In assessing the implications of this article for emerging markets, I wanted to focus on Latin America which, as a region, which is also promising in terms of future economic growth, yet has had difficulties in reaching growth levels even marginally comparable to China and India. An article series by the McKinsey Global Institute suggests that in order to continue along the path for greater development and economic recovery, Latin America must take advantage of its cities. There is a strong correlation between growth of the urban work force and economic development, and several shortcomings in infrastructure have impeded sustained growth in the region. The region is more urban than any other in developing markets, and approximately 80 percent of its population live in cities compared to 50 percent in China.
Cities are critical to Latin America’s overall economy, and the regions largest 198 cities ( with populations of 200,000 or more) contribute more than 60 percent of its GDP. The ten largest of those alone produce 30 percent. Given the prominence of cities to Latin America’s economy, fulfilling cities’ economic potential is key to sustaining growth in the region at large. The relative youth of the workforce, which will keep expanding until it peaks in 2040, makes the need to improve the urban landscape even more pressing.

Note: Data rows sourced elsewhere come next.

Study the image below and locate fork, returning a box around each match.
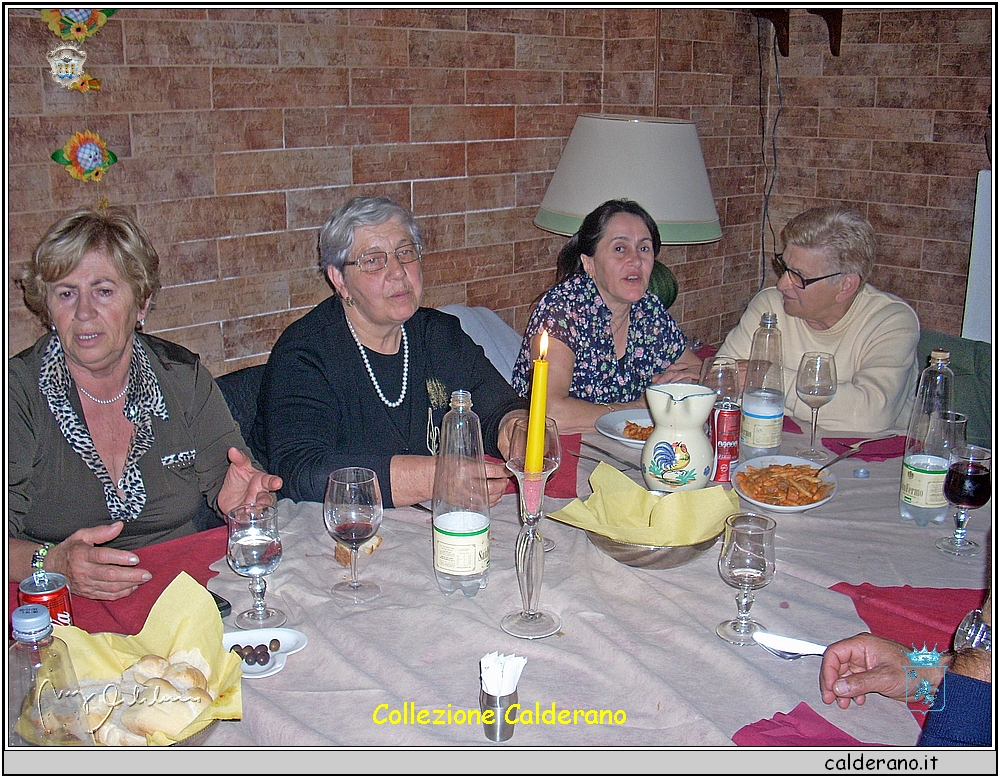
[816,433,897,474]
[759,643,826,661]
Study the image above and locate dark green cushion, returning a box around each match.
[648,261,679,311]
[916,330,992,447]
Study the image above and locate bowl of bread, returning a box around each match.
[45,573,243,746]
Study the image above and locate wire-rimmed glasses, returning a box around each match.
[343,244,422,273]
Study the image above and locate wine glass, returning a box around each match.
[502,417,562,639]
[324,467,384,603]
[700,356,740,402]
[716,512,776,646]
[936,446,991,556]
[795,352,838,462]
[227,503,285,629]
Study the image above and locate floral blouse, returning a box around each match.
[511,274,687,403]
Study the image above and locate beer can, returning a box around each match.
[709,402,741,482]
[18,572,74,627]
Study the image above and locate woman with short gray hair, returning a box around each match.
[256,195,525,509]
[715,205,920,432]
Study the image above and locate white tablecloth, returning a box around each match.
[200,428,989,747]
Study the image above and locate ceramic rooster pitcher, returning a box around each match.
[641,383,716,492]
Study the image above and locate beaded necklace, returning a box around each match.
[78,383,129,404]
[345,315,409,408]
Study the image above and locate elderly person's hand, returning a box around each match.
[485,460,513,507]
[44,522,152,601]
[819,632,945,709]
[217,447,283,517]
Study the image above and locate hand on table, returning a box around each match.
[45,521,152,601]
[217,447,283,517]
[819,632,944,709]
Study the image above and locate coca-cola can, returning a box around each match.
[18,572,74,627]
[709,402,741,482]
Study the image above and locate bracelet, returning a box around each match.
[598,402,615,413]
[31,542,53,574]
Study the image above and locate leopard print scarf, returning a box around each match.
[38,335,169,522]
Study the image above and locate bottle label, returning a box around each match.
[433,511,489,575]
[740,414,782,448]
[900,458,948,508]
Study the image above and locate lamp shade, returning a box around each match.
[534,114,722,244]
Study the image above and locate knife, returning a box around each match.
[754,631,828,656]
[579,440,642,473]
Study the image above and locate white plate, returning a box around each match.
[595,409,653,449]
[732,455,839,514]
[223,628,307,680]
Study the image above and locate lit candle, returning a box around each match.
[524,330,549,473]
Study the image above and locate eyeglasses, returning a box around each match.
[344,244,422,273]
[772,254,842,289]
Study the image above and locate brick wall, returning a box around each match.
[7,8,991,376]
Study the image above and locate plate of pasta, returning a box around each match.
[732,456,838,513]
[595,410,653,449]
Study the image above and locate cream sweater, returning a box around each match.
[717,285,920,433]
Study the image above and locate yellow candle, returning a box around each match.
[524,331,549,472]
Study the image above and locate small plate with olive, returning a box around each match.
[223,628,307,679]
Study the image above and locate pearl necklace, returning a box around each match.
[78,382,129,405]
[345,316,409,408]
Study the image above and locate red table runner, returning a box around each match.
[8,526,227,636]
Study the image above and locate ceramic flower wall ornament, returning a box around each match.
[51,130,117,182]
[45,43,101,91]
[41,9,117,41]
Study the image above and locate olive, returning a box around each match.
[255,644,267,654]
[256,648,271,664]
[243,652,257,666]
[269,638,281,652]
[229,644,242,656]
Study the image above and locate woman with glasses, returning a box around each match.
[511,199,703,434]
[255,196,525,508]
[715,206,920,432]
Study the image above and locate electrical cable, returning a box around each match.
[756,18,783,291]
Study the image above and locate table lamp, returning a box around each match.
[534,113,722,244]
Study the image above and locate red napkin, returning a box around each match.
[821,436,906,462]
[9,526,228,636]
[499,433,581,499]
[783,416,803,434]
[732,701,888,747]
[830,582,984,654]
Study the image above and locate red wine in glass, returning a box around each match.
[944,462,992,509]
[331,519,377,547]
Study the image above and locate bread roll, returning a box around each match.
[130,654,169,684]
[334,534,382,566]
[96,721,146,747]
[160,662,208,693]
[166,648,211,682]
[120,680,194,739]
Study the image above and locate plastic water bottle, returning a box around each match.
[8,605,94,747]
[739,312,784,460]
[432,390,490,596]
[899,350,963,526]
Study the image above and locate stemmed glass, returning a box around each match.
[502,417,562,639]
[324,467,384,603]
[716,512,776,646]
[700,356,740,402]
[227,503,285,629]
[795,352,837,462]
[936,446,991,556]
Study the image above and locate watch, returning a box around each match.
[953,609,991,652]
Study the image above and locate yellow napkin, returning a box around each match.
[550,462,739,546]
[53,572,243,745]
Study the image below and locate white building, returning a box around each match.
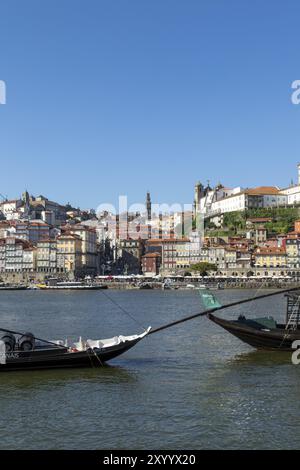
[68,224,97,273]
[0,199,23,220]
[36,239,57,273]
[280,164,300,205]
[195,183,242,215]
[22,247,37,272]
[189,231,203,264]
[196,186,288,218]
[0,237,36,273]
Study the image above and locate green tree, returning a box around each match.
[190,262,217,276]
[223,212,246,232]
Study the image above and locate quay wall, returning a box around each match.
[0,272,300,290]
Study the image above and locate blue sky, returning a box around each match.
[1,0,300,209]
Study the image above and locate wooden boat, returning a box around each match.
[207,291,300,351]
[138,282,153,290]
[0,284,27,291]
[38,281,108,290]
[0,327,151,371]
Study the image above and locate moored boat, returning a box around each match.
[186,283,196,290]
[38,280,107,290]
[0,327,151,371]
[0,284,27,291]
[207,291,300,351]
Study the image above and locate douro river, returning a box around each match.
[0,289,297,449]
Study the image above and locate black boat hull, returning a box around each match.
[207,313,300,351]
[0,286,27,291]
[40,285,108,290]
[0,338,142,372]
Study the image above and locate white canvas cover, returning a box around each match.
[73,327,151,351]
[0,340,6,364]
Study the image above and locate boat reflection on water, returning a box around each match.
[227,349,292,366]
[0,363,138,391]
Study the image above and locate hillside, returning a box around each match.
[205,207,300,236]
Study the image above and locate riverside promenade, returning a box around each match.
[97,276,300,290]
[1,273,300,290]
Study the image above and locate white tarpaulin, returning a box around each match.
[0,340,6,364]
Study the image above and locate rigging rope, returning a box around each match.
[251,279,268,300]
[99,289,147,331]
[216,279,269,319]
[0,327,67,349]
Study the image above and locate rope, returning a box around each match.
[205,280,269,320]
[149,285,300,335]
[86,348,95,368]
[0,327,67,350]
[251,279,268,300]
[90,347,104,366]
[99,289,147,331]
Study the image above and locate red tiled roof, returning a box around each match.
[255,247,286,255]
[0,199,20,204]
[57,233,81,240]
[142,252,161,258]
[247,217,272,223]
[245,186,280,195]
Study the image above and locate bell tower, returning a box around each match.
[146,192,152,221]
[193,182,204,216]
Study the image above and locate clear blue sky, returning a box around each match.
[1,0,300,209]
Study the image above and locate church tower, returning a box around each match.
[193,182,204,218]
[146,192,152,220]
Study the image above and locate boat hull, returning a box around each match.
[207,313,300,351]
[39,285,108,290]
[0,338,143,372]
[0,286,27,291]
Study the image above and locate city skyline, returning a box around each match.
[2,160,300,213]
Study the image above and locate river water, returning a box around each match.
[0,288,298,450]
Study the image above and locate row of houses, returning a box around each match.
[115,235,202,276]
[3,229,300,278]
[137,218,300,276]
[0,224,98,277]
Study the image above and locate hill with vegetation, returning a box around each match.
[205,207,300,237]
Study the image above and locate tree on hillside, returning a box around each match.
[223,212,246,232]
[190,262,217,276]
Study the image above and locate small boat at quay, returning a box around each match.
[0,284,27,291]
[0,327,151,371]
[37,281,107,290]
[207,291,300,351]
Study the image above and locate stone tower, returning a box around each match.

If the economies grow enough to generate jobs for the large workforce, much of it is expected to take place in urban settings where the shortcomings are glaring. The largest cities have started to run into capacity constraints as the demand for housing in metropolitan regions has annexed smaller towns which lie outside the government’s jurisdiction. The result is a tangled web or actors which have to divvy up urban management responsibilities, which has, in turn, adversely affected policy and planning as well as funding. More concretely, cities have greatly outgrown the capacity of their infrastructure, their transportation systems, and their ability to deliver basic public services which has created an employment deficit for an ever-expanding labor force. The challenges in the future are very significant, but meeting them will ensure that Latin American cities will experience economic growth commensurate with the size of the labor force.